To explore colonic mucosa behind folds and thus avoid blind spots, caps can be attached at the tip of the colonoscope. Among them, Endocuff Vision (ECV) – which has been studied in large RCTs – has been shown to significantly increase ADR in routine colonoscopy (even in physicians whose ADR is already high), thus suggesting the systematic use of ECV in routine colonoscopy [2] [3]. In contrast to the questionable impact of caps and the first generation of the Endocuff, an approximately 10% increase in ADR has been observed with ECV, and the device has been found to be useful in all colon locations, except for the rectum [3]. Other caps have yielded lower results when compared with ECV, which appears to be the best of the caps developed to date, and for which the literature is abundant [4] [5].

Computer-aided colonoscopy systems

Artificial intelligence systems recently developed to outperform human vision in polyp detection have been evaluated in many RCTs to date, with a significant increase of approximately 5% to 10% in ADR observed in routine colonoscopy thanks to computer-aided detection (CADe), even in non-academic units [6] [7] [8] [9] [10]. The benefit of CADe seems to be maximal in lower detectors, decreasing linearly in higher detectors [6]. The device, therefore, can help all endoscopists to maintain a high ADR – even at the end of an endoscopy session – and to avoid a decrease in vigilance when hunger or fatigue sets in. However, no one could reasonably claim to maintain high vigilance throughout the entire duration of a real-life endoscopy session. Moreover, CADe has been found to have a positive effect on ADR regardless of endoscopist experience in colonoscopy [9]. There are no reliable data for comparing the different CADe systems, and the fact the systems are constantly evolving due to software updates makes comparison difficult.

Contrast enhancement devices

Contrast enhancement devices have also been developed by many endoscopy companies. Among them, linked color imaging (LCI, Fujifilm) – the most promising – has been shown to have a positive impact on ADR in numerous RCTs [11], as well as on the sessile serrated lesion (SSL) detection rate [12]. However, conflicting data on the impact on proximal adenoma and SSL miss rates, which are strongly suspected to be implicated in post-colonoscopy CRC, mean that LCI could only have a moderate impact or not yet be the optimization contrast enhancement device of choice [13]. Contrast enhancement devices developed by other companies – such as new-generation narrow-band imaging (NBI, Olympus), I-scan (Pentax) or, more recently, texture and color enhancement imaging (TXI, Olympus) – also seem to yield good results when compared with HD-WLI colonoscopy [14] [15]. Few studies have compared contrast enhancement devices among themselves [16] [17]. In any case, every endoscopy unit has its own endoscope fleet from one of the aforementioned companies and is fairly captive to this company as regards the choice of the contrast enhancement device.

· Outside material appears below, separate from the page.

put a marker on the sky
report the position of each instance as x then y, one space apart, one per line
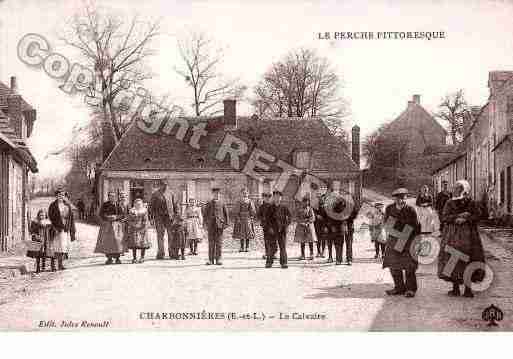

Combining the optimization devices

The optimization devices described above, each of which has been shown to have benefits in terms of ADR when compared with HD-WLI colonoscopy, seem to optimize ADR in three different ways. The first family of devices involves exposing more mucosal surface by unfolding the mucosa, as seen with Endocuff Vision. The second family is designed to enhance operator vigilance, thus helping every endoscopist maintain a high ADR throughout a real-life endoscopy session, as exemplified by CADe colonoscopy. The third aims to provide better visibility of invisible polyps by increasing the contrast between them and the normal mucosa, as achieved with contrast enhancement devices.

Arguably, combining these three different and complementary device families would have a synergistic effect on lesion detection. Some studies have attempted to pit them against each other to compare their impact on ADR [18], but such competition is arguably neither useful nor reflective of the reality of an endoscopy unit, which can use the devices in combination. Only a few studies to date have evaluated device combinations, with some examining the CADe-contrast-enhaced system pair [19] and others the “CADe-ECV” pair [20] [21] [22], with the latter pair demonstrating not only a significant increase in ADR but even a notable significant increase in advanced ADR when compared to HD-WLI alone [20].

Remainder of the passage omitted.